WPAX (1240 AM) is a radio station broadcasting an adult standards format. Licensed to Thomasville, Georgia, United States, the station serves the Tallahassee, Florida area. The station is currently owned by Flint Media, who purchased the station from Lenrob Enterprises in 2023. It features programming from CBS News Radio, Westwood One and Atlanta Braves baseball. WPAX broadcasts full-time with 1,000 watts, and also transmits in C-QUAM AM stereo.

==History==

According to Federal Communications Commission (FCC) records, WPAX was first licensed, as WQDX, in June 1930. However, station histories commonly trace its origin to an earlier short-lived Thomasville radio station, licensed from late 1922 to early 1923, which also held the callsign WPAX.

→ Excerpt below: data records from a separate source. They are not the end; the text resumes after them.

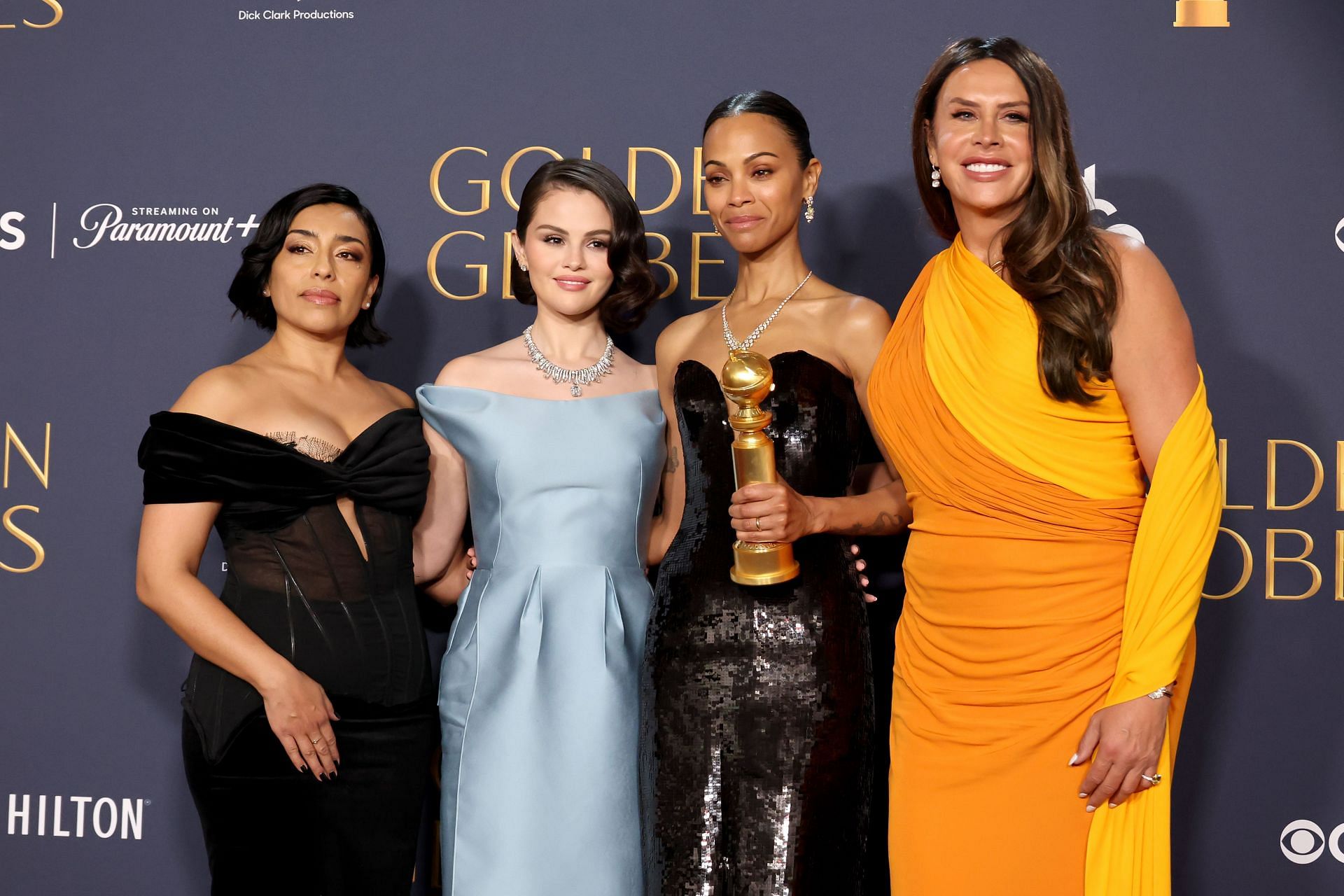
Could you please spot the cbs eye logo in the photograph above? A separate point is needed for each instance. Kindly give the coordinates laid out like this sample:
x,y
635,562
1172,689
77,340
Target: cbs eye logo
x,y
1303,841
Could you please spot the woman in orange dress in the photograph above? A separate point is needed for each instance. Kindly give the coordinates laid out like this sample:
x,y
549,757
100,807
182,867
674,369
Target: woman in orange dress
x,y
1041,399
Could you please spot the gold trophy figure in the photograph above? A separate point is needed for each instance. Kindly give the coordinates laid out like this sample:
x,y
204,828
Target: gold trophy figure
x,y
748,381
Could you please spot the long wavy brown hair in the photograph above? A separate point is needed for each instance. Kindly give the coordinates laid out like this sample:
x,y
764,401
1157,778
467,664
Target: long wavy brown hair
x,y
1053,254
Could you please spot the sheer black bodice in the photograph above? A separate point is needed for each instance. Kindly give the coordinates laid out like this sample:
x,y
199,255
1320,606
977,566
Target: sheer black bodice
x,y
296,573
762,699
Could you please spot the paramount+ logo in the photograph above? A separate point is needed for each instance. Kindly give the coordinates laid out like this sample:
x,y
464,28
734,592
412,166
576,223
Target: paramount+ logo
x,y
1303,843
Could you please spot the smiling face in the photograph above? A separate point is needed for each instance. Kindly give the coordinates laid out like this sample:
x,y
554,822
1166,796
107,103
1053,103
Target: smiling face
x,y
753,183
980,139
321,276
565,251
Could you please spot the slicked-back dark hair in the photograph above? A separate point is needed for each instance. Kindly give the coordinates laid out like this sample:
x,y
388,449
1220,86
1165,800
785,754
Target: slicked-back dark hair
x,y
762,102
634,289
246,290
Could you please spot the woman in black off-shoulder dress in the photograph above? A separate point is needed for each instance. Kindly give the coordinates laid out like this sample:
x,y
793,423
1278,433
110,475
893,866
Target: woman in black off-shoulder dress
x,y
758,726
309,719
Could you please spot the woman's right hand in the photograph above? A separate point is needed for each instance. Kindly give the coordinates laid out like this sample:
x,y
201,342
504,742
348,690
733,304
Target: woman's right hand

This first WPAX was initially licensed on December 27, 1922 to the S-W Radio Company, a small local concern run by Robert Shumate and Hoyt Wimpy, which had previously established a "radio school". (Although "pax" is the Latin word for "peace", its inclusion in the station's call letters was just a coincidence, as this call sign was randomly assigned from an alphabetic block of available callsigns.)

WPAX began regular service in late January 1923 as the first broadcasting station located "south of Macon, in Georgia and North Florida", from a studio located in the Wimpy Garage at the corner of Stevens and Jefferson Streets. The broadcast hours were advertised as daily from 5:30 to 6:00 p.m., Monday, Wednesday and Friday from 8:30 to 9:30 p.m., Saturday from 10:00 to 11:00 a.m., and Sunday from 11:30 a.m. to 12:30 p.m. and 7:30 to 8:30 p.m.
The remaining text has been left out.